Thursday, May 25, 2017

CUBA: La Habana

I have been looking forward to visiting Cuba for as long as I can remember. I do not know when I read my first Hemingway novel. Even at age twelve I was destined to visit this beautiful island. To see travel restrictions lifted in my lifetime is a blessing long awaited.
Cubans take the People to People educational aspect very seriously. I found this enlightening and welcoming in my visit. I appreciated the opportunity to talk one on one with any and all locals that were happy and available to speak wih me about their lovey country.
There are many choices to stay in regards to hotels, Air BnB's, hostels, etc. There are also a range of prices to choose from in accommodations. Something to suit anyone's needs. AirBnB's which run from $60US to high end hotels which start at over $200US (or CUC) per night. The exchange rate is dollar to dollar and it is good to know, they do not accept credit cards. So, come cash ready, but know there are cash agencies all over the city (and in major hotels) that will exchange dollars for CUC.

We have all seen the photos of vintage cars and luxurious hotels back-dropped against the most wondrous sunsets in the world. We have also heard the music, and felt the rhythm as we have watched Cuban men and women salsa and rumba with their very own distinctive style. It is contagious and sexy.

I walked through the streets listening for the music...and it drew me in. At one point I had just sat down in the lobby of a hotel to rest my weary feet when I heard a trumpet, and then the drums. I jumped up and ran towards the street and here they came. It was like the pied piper luring followers through the streets enticing us with each note. The dancers calling to us with their movements and joy.


The art, the music, the people, the costumes, the dance, LIFE. The stories and history. I ate it up like a starved child eats porridge. Oh, and the food. The combination of Caribbean flavors and international food choices was undeniably unique and satisfying. The combination of African Cuban spices and traditional meals are the existence of today's Cuba. Cured meats, sausages, rice and beans. a warm beer. This is a good meal shared among friends and family on this small, beautiful island. We began our food journey at a place called Topoly, an Iranian restaurant within walking distance of our Air BnB. Beautiful environment with great service and the most wonderful fare. I found out a vegetarian burger meant falafel and the spices were mainly middle eastern in taste. We also had the chance to eat at opening night at a place called Area 23 - very much like Tapas, it was small plates with wonderful local flavors. We had mixed sausages and everything had the most taste sensational sensual flavors. The restaurant was family run and also had a great local drink menu. Ambiance and deliciousness all wrapped up in one spot.

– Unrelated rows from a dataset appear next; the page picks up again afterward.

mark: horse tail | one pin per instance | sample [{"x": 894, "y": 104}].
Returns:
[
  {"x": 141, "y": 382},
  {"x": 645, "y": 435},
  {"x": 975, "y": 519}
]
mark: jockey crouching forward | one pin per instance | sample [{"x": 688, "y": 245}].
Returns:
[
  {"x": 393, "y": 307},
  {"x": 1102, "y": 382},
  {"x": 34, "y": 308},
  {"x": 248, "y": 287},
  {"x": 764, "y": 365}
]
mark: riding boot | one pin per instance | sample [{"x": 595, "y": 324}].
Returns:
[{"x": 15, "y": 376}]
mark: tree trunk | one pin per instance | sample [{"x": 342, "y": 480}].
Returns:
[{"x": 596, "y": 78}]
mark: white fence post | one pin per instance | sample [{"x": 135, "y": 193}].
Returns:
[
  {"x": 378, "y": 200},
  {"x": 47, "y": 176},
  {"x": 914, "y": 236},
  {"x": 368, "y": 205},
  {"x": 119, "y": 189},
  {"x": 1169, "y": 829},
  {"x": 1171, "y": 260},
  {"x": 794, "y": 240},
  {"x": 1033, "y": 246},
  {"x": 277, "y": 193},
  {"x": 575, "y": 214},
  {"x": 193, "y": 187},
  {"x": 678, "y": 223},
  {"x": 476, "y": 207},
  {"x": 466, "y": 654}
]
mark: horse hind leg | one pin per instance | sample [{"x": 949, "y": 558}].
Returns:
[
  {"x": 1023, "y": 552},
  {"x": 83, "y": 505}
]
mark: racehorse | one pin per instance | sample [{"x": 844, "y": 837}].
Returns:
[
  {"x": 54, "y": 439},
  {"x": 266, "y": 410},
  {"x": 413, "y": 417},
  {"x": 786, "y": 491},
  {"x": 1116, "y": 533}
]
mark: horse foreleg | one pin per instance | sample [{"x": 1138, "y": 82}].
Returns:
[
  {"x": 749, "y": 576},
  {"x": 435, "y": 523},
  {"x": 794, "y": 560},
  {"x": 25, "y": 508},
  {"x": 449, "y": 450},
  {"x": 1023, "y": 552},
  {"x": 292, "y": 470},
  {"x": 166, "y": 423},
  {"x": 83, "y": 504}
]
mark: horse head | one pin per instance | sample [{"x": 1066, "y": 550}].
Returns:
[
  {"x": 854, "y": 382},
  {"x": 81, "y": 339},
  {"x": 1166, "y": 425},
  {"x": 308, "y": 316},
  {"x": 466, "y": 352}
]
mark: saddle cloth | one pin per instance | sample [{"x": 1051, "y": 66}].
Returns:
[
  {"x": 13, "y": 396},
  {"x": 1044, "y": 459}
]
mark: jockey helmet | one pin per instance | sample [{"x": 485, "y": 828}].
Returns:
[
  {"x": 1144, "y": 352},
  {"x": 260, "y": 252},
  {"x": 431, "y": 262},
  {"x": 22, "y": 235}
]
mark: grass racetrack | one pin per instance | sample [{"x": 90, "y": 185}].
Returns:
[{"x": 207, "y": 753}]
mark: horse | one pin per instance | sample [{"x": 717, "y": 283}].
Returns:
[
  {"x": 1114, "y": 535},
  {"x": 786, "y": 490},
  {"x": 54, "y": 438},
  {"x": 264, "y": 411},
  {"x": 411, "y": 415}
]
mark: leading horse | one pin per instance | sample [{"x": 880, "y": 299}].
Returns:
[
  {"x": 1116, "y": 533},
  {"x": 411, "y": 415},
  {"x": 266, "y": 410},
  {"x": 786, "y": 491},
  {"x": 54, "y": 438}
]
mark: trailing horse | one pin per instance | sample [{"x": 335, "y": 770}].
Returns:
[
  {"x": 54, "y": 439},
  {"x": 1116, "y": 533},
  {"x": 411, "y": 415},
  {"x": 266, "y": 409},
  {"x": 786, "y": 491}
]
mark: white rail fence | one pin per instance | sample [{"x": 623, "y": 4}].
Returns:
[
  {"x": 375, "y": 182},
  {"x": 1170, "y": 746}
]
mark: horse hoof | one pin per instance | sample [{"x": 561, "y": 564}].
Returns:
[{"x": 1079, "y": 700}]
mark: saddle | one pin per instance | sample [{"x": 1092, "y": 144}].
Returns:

The composition of the city itself was easy to discern - Art and vintage defined everything.
The old cars, and bikes, and horses which still pulled goods on trucks and trolleys defined the feel of the mood of Havana. Nothing seemed out of the ordinary. Seeing a man on a horse, pulling goods on a cart seemed normal. Bicycles in the center square making time to work all seemed normal. Watching the hordes of women get on buses or in cars were the norm. ARE the norm. Because the change of the world around them changed and grew, did nothing to adjust the norm of the traditional day in the life of Cuba. Walking to work. Dropping a quarter into a payphone on the street to telephone a friend - this was still the same day to day as existed 50 years ago and still existed today. This Havana.


The cats of Havana were
 an enigma in itself. They were everywhere but unlike cats of other countries, Puerto rico for example, the cats of Havana owned the island. This was their domicile. Every corner, every street alley, every turn, a cat would make eye contact - not move, not adjust for man or tourist. My street, my life...the cats seemed to say, through their eyes - not needing to explain, not needing to own their words. They own their lives. Solely. Proudly.


The art districts and music of Cuba are somewhat historically self-defined, but you can never imagine the richness of the soul of Cuba until you hear it and see it for yourself.  The food as well, has layers and layers of flavors and differences that make the Cuban food game the top of its tier.


Calle de Hamel/Afro Cuban art district
I had coffee on my last morning with the host of the AirBnB which we rented, and it was the most open, honest, relate-able conversation I have had in a long time. It offered not only historic value, but a cultural insight and an immediate comraderie between women which came simply from the context of the conversation and the honesty with which Sol, our host, answered. I hope to have the chance to host her in the future and share with her as she did with me. There are certain things we can always share as human beings; stories of our children, societal issues, history, family pride, food - these things will always connect us when we make time to listen.

Find more travel photos/ video on my youtube channel, Cuba

A great thanks to the people of Cuba for allowing us to visit to see, to share their lives...again.